VIANNA SOBRINHO, Luiz. A medicina financeira. A ética estilhaçada. Rio de Janeiro: Garamond, 2013. 336p. Resenha de: CASTIEL, Luis David. A dimensão financeira da medicina em questão. Revista Trabalho, Educação e Saúde, Rio de Janeiro, v.15 n.1 , jan./abr. 2017.

A revista Piauí de setembro de 2015 apresenta como matéria de capa a reportagem “O lobby dos remédios”, intitulada “Intoxicado de ofertas”. Um médico pesquisador participa de um congresso de psiquiatria com o firme propósito de se oferecer como ‘prescritor’ aos desígnios do bric-a-brac do marketing da indústria farmacêutica de psicofármacos. E faz fila para receber lanches, ganha brindes de qualidade, serventia e gosto duvidosos, joga videogames – num deles sua missão é salvar uma jovem da depressão munido de um antidepressivo virtual. Ao final da jornada, sai com seis sacolas com quase nove quilos de bugigangas e ainda conclui que, de certa forma, esta promiscuidade pode ser tratada alegoricamente com uma dose de benevolência, como um polvo, do qual os braços ‘somos todos nós’, assim como o alimento. Mas de quem é a cabeça do polvo?

Apesar de inegáveis benefícios farmacológicos dos medicamentos, é difícil sustentar uma postura de atenuar e relativizar a atuação poderosa e notadamente abusiva da indústria farmacêutica – no contexto do neoliberalismo sustentável em suas estratégias mercadológicas.

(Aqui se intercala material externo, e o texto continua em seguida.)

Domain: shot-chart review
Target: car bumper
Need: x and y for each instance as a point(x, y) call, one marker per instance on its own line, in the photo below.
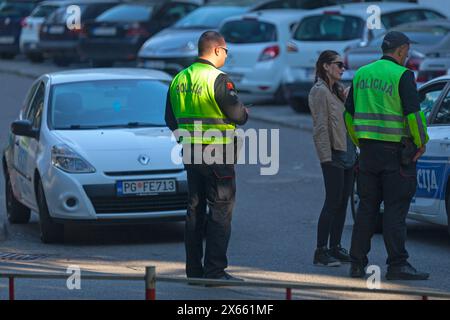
point(96, 199)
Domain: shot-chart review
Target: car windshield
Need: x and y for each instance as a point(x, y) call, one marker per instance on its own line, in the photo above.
point(249, 31)
point(17, 9)
point(422, 37)
point(127, 12)
point(329, 28)
point(209, 17)
point(107, 104)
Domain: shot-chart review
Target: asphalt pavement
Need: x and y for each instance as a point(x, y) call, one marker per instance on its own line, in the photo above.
point(273, 237)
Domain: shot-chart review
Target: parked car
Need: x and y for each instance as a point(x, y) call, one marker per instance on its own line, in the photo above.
point(431, 202)
point(119, 33)
point(175, 48)
point(339, 28)
point(60, 43)
point(92, 146)
point(12, 16)
point(431, 36)
point(257, 50)
point(31, 26)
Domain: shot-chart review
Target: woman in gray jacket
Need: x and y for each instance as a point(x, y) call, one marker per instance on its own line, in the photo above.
point(337, 156)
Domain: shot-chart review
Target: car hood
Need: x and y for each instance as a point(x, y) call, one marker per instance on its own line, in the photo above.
point(119, 150)
point(172, 42)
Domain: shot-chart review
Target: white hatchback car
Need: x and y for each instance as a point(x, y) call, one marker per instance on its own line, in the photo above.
point(257, 44)
point(92, 146)
point(339, 28)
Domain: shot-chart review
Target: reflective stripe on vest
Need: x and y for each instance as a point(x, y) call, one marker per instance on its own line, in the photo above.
point(378, 108)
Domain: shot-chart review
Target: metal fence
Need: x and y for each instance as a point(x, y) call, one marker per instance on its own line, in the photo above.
point(150, 279)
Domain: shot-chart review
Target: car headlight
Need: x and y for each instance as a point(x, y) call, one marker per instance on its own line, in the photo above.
point(67, 160)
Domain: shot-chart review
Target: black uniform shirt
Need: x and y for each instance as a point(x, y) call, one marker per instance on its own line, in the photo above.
point(407, 89)
point(226, 97)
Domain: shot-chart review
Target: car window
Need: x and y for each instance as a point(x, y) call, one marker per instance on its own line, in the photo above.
point(107, 103)
point(429, 96)
point(394, 19)
point(35, 110)
point(208, 17)
point(18, 9)
point(43, 11)
point(443, 114)
point(329, 28)
point(127, 12)
point(249, 31)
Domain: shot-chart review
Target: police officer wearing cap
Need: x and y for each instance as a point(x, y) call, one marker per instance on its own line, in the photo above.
point(202, 98)
point(383, 117)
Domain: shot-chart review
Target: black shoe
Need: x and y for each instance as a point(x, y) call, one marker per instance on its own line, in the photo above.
point(323, 258)
point(226, 276)
point(340, 254)
point(357, 271)
point(406, 272)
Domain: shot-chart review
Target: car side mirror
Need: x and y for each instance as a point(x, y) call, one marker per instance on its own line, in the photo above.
point(24, 128)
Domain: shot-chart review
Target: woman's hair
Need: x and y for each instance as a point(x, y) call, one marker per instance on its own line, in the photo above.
point(327, 57)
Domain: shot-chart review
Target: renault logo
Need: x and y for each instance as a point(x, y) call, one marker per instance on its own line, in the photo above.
point(144, 159)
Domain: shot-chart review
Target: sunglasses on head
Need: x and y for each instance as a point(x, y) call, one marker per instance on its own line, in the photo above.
point(340, 64)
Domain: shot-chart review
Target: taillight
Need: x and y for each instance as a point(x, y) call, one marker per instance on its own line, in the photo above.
point(291, 47)
point(269, 53)
point(414, 63)
point(137, 30)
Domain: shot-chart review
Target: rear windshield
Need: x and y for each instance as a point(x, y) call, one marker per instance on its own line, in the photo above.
point(107, 103)
point(15, 9)
point(406, 16)
point(208, 17)
point(127, 12)
point(249, 31)
point(43, 11)
point(329, 28)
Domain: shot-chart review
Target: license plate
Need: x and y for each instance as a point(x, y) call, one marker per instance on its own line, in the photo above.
point(154, 64)
point(6, 40)
point(101, 31)
point(56, 30)
point(146, 187)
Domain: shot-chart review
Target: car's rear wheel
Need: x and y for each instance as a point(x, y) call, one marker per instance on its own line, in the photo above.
point(51, 232)
point(299, 105)
point(16, 212)
point(7, 55)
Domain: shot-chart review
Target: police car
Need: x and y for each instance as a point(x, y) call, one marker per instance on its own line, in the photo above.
point(92, 146)
point(431, 202)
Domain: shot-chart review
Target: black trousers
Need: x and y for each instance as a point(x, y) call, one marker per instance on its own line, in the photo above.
point(213, 186)
point(381, 178)
point(338, 186)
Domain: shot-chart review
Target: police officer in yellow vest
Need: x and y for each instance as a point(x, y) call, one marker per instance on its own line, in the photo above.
point(203, 110)
point(383, 117)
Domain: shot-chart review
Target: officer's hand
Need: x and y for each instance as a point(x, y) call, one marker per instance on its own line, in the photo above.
point(419, 153)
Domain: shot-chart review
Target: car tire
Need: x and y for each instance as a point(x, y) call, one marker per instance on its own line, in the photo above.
point(101, 63)
point(354, 203)
point(16, 212)
point(7, 55)
point(299, 105)
point(279, 97)
point(51, 232)
point(35, 57)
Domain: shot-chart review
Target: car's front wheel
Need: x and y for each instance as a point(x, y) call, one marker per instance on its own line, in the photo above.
point(51, 232)
point(17, 213)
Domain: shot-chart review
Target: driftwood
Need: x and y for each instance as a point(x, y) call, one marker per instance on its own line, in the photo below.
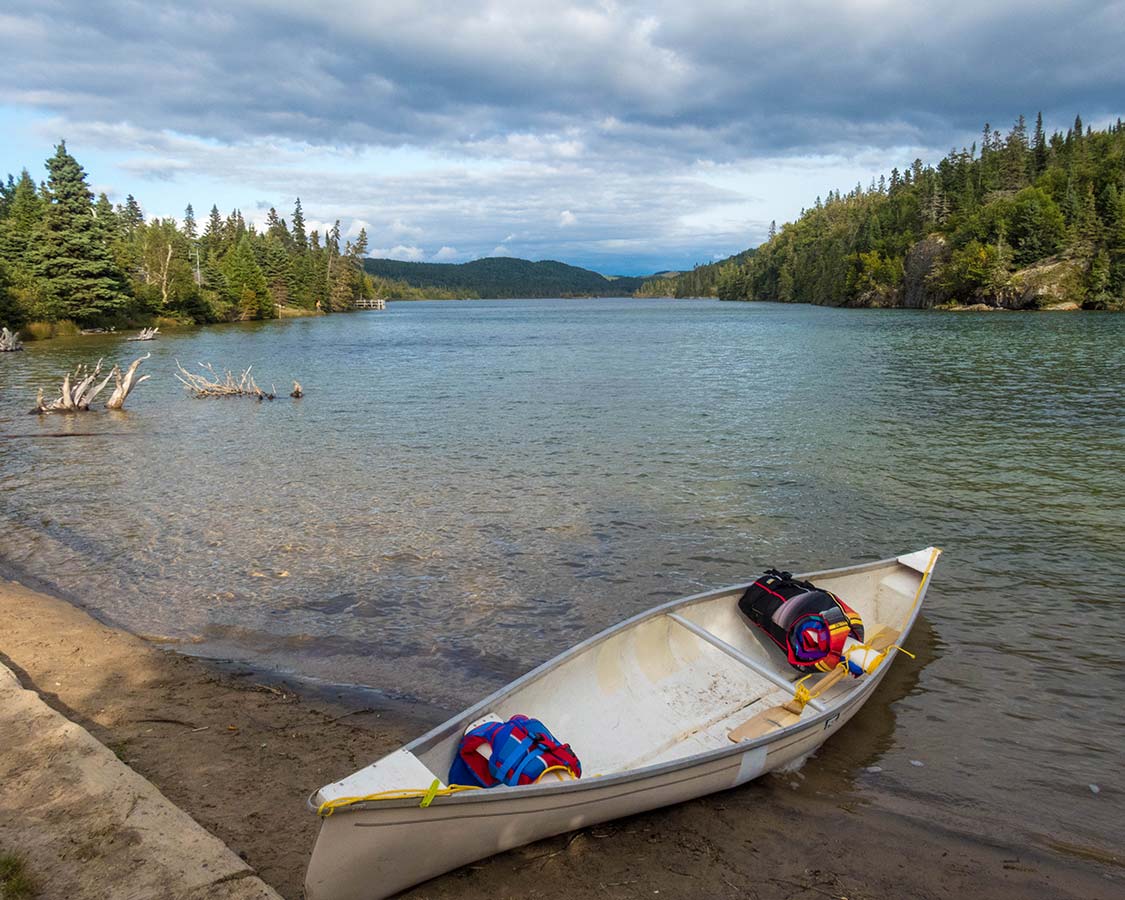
point(9, 341)
point(213, 385)
point(77, 392)
point(79, 389)
point(126, 383)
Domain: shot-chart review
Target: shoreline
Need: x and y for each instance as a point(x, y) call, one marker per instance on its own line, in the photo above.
point(240, 752)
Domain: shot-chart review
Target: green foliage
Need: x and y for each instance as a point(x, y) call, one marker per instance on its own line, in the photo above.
point(973, 270)
point(66, 258)
point(70, 260)
point(246, 282)
point(16, 883)
point(503, 277)
point(1015, 203)
point(11, 314)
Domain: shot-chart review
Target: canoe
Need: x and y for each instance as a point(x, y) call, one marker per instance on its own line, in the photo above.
point(677, 702)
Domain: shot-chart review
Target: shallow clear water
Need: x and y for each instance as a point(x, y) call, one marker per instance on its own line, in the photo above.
point(468, 488)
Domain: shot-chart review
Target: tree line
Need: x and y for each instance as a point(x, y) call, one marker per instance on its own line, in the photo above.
point(503, 277)
point(66, 255)
point(988, 214)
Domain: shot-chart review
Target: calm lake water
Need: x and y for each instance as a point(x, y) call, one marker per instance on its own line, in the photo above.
point(468, 488)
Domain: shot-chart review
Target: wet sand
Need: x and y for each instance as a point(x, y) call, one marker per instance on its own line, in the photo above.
point(241, 753)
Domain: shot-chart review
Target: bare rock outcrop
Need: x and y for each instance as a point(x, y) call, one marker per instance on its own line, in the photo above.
point(919, 288)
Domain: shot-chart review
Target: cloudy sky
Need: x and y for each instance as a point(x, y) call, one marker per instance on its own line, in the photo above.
point(623, 136)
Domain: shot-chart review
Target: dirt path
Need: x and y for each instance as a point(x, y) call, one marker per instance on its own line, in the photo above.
point(241, 756)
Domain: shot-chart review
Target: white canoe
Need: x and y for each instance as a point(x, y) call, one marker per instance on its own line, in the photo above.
point(648, 705)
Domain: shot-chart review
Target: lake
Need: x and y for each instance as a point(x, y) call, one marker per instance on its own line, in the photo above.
point(468, 488)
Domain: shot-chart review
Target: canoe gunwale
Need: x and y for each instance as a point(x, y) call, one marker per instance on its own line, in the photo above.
point(857, 695)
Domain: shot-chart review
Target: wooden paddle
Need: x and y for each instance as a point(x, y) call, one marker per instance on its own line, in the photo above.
point(790, 713)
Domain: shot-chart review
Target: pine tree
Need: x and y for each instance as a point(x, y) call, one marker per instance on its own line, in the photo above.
point(6, 195)
point(189, 224)
point(11, 313)
point(18, 228)
point(1040, 147)
point(278, 270)
point(131, 215)
point(246, 281)
point(214, 240)
point(299, 239)
point(78, 277)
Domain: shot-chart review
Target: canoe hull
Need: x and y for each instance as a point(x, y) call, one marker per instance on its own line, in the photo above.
point(406, 845)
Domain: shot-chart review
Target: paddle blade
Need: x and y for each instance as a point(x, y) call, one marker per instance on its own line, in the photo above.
point(883, 638)
point(765, 721)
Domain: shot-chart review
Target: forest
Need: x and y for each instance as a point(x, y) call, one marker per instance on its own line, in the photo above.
point(69, 260)
point(1018, 221)
point(503, 277)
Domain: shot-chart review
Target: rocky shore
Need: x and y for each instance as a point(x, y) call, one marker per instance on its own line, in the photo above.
point(241, 753)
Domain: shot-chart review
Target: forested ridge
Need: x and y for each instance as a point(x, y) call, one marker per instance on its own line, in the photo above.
point(701, 281)
point(1020, 221)
point(69, 258)
point(503, 277)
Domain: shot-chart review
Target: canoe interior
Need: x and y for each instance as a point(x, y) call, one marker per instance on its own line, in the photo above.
point(658, 687)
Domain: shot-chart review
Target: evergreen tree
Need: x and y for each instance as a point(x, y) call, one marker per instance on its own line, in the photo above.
point(131, 215)
point(11, 313)
point(299, 239)
point(78, 277)
point(21, 223)
point(278, 271)
point(189, 224)
point(246, 282)
point(214, 240)
point(1040, 147)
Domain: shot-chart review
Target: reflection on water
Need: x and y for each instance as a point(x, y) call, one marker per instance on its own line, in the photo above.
point(468, 488)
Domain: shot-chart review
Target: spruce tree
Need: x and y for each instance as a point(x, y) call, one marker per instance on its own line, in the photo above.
point(77, 275)
point(299, 239)
point(214, 240)
point(246, 282)
point(131, 215)
point(1040, 147)
point(11, 314)
point(21, 223)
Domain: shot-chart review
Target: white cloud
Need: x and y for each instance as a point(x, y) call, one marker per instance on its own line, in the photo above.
point(399, 228)
point(399, 252)
point(675, 128)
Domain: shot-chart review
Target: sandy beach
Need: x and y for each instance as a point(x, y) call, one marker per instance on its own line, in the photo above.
point(240, 753)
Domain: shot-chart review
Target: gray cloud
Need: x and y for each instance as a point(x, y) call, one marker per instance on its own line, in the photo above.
point(602, 110)
point(716, 78)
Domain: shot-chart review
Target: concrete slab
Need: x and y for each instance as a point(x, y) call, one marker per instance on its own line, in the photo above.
point(91, 827)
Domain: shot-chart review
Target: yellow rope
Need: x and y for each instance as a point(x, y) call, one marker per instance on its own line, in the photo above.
point(426, 795)
point(802, 695)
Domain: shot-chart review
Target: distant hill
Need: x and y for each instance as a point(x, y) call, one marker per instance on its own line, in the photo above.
point(504, 277)
point(701, 281)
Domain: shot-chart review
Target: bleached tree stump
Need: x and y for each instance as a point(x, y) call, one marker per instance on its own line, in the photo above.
point(9, 341)
point(79, 389)
point(124, 385)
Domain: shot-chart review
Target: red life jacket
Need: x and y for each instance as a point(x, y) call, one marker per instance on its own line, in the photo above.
point(808, 623)
point(521, 752)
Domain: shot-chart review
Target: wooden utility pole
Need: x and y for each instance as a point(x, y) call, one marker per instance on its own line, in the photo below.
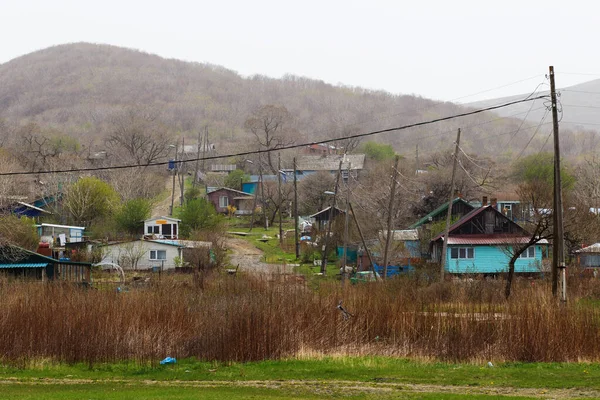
point(449, 213)
point(175, 167)
point(197, 160)
point(362, 238)
point(388, 236)
point(296, 217)
point(417, 161)
point(279, 198)
point(181, 175)
point(328, 233)
point(204, 148)
point(346, 217)
point(262, 193)
point(558, 253)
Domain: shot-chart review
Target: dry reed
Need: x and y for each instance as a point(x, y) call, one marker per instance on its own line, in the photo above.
point(245, 318)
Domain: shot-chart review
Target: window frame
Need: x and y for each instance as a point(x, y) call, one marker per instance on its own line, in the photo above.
point(529, 253)
point(156, 255)
point(223, 201)
point(468, 253)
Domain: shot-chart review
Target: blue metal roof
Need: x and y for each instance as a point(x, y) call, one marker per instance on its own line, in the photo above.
point(24, 265)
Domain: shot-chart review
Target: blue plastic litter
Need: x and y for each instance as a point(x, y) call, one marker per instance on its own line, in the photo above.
point(168, 360)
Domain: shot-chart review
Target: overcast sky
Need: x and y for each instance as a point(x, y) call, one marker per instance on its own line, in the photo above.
point(443, 50)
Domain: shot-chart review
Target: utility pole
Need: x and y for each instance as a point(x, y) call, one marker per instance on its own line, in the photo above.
point(204, 147)
point(362, 238)
point(254, 203)
point(175, 167)
point(388, 236)
point(346, 217)
point(417, 160)
point(449, 213)
point(181, 175)
point(262, 193)
point(558, 252)
point(279, 198)
point(197, 160)
point(296, 217)
point(328, 233)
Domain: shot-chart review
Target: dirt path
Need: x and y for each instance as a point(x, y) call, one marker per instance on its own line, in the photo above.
point(330, 387)
point(250, 259)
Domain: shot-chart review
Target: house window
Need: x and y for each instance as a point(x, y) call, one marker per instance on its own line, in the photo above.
point(529, 253)
point(158, 254)
point(462, 253)
point(223, 201)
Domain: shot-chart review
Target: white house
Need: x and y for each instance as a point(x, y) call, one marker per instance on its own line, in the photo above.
point(142, 254)
point(148, 254)
point(162, 227)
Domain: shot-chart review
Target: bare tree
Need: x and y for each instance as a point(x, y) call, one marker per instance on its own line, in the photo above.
point(138, 134)
point(272, 127)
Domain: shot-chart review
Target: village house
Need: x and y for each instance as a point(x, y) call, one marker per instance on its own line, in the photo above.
point(58, 236)
point(307, 165)
point(161, 254)
point(162, 228)
point(16, 262)
point(481, 242)
point(223, 197)
point(460, 207)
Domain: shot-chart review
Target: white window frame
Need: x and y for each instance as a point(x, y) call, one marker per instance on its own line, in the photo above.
point(154, 255)
point(465, 253)
point(223, 201)
point(528, 253)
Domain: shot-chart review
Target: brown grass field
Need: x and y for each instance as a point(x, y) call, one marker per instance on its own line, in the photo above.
point(247, 318)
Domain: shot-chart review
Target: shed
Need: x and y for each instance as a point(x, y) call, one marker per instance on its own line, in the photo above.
point(322, 217)
point(60, 235)
point(589, 257)
point(223, 197)
point(21, 263)
point(460, 207)
point(162, 227)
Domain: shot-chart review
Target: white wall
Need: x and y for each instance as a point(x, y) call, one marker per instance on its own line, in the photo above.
point(139, 250)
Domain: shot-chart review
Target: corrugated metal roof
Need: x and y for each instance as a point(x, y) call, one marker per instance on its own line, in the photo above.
point(24, 265)
point(595, 248)
point(402, 235)
point(330, 162)
point(437, 211)
point(491, 240)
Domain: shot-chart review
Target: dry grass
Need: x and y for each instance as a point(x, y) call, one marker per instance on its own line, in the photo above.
point(245, 318)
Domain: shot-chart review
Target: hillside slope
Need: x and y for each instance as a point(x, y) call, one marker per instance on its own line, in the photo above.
point(579, 104)
point(78, 88)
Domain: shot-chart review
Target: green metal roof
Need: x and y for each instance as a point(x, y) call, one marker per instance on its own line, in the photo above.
point(24, 265)
point(435, 213)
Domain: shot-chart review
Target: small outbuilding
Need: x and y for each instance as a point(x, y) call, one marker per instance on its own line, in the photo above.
point(589, 257)
point(16, 262)
point(162, 227)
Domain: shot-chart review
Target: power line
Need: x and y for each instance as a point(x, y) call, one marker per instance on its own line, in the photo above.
point(293, 146)
point(534, 133)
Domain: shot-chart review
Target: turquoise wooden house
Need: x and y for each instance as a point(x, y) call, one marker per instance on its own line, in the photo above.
point(481, 243)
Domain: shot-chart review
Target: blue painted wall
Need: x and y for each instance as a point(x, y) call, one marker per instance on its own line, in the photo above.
point(490, 260)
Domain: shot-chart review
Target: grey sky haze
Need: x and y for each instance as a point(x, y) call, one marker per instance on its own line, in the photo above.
point(437, 49)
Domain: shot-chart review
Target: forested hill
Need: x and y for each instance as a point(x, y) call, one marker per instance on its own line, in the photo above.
point(77, 89)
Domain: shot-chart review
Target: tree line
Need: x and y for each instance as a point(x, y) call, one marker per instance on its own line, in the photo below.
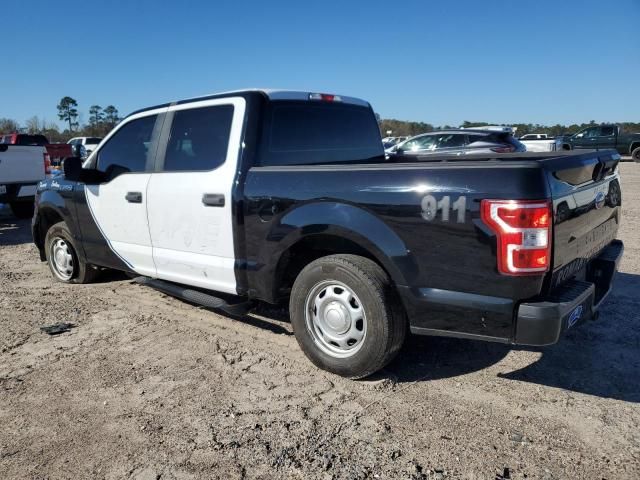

Estas são identificadas por estudiosos do campo por visarem a proliferação contínua do consumo de medicamentos por meio de recursos eticamente discutíveis (Elliott, 2010), algo como o lado escuro da força da Big Pharma. Por exemplo: a minimização/omissão de efeitos farmacológicos adversos; a aquisição do uso de nomes de pesquisadores (com anuência destes) como autores de artigos favoráveis ao uso seguro da droga escritos por ghostwriters da própria indústria; a realização de dispendiosos ensaios clínicos com resultados que legitimam a inclusão de resultados favoráveis enviesando metanálises ao evitar a publicação de resultados desfavoráveis; o reforço à utilização abusiva de órteses e próteses, práticas de oferecer viagens, refeições, financiamento para eventos, brindes vários, entre outros agrados e lembranças que seduzem médicos, farmacêuticos e inclusive bioeticistas.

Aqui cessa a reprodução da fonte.